In other words it is a trial and error method used by application programs to decode encrypted data such as passwords or Data Encryption Standard (DES) keys, through exhaustive effort rather than employing intellectual strategies.
Reducing the effectiveness of a brute force attack :
By limiting the number of “guesses”available before the system locks the account, requiring an administrator to reset it before the user can sign in again.
The three local security polices you need to set are:
- Account lockout threshold – which sets the maximum number of invalid login attempts before the lockout occurs.
- Account lockout duration – which sets the time in minutes for which a lockout will remain in force. If you set this value to zero, the lock will remain until reset by an administrator.
- Account lockout window – which is responsible for setting the total length of time which must pass before the count of failed login attempts is reset to zero.

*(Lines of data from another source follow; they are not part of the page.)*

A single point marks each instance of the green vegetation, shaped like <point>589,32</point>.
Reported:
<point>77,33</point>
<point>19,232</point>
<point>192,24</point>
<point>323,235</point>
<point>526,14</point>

Setting the lockout policy
Open an Admin command prompt, like just run the cmd as an administrator (On Windows 8.1 press Windows+X and then select Command Prompt, Admin. )
After opening the command prompt, type:
Net accounts /lockoutthreshold: value
Net accounts /lockoutduration: value
Net accounts /lockoutwindow: value
You can check your default options by typing “net accounts” in your admin command prompt.
While using this policy defends against brute force attacks on passwords, it introduces another possible vulnerability, in that an attacker could cause disruption by deliberately locking multiple accounts by repeatedly trying incorrect passwords.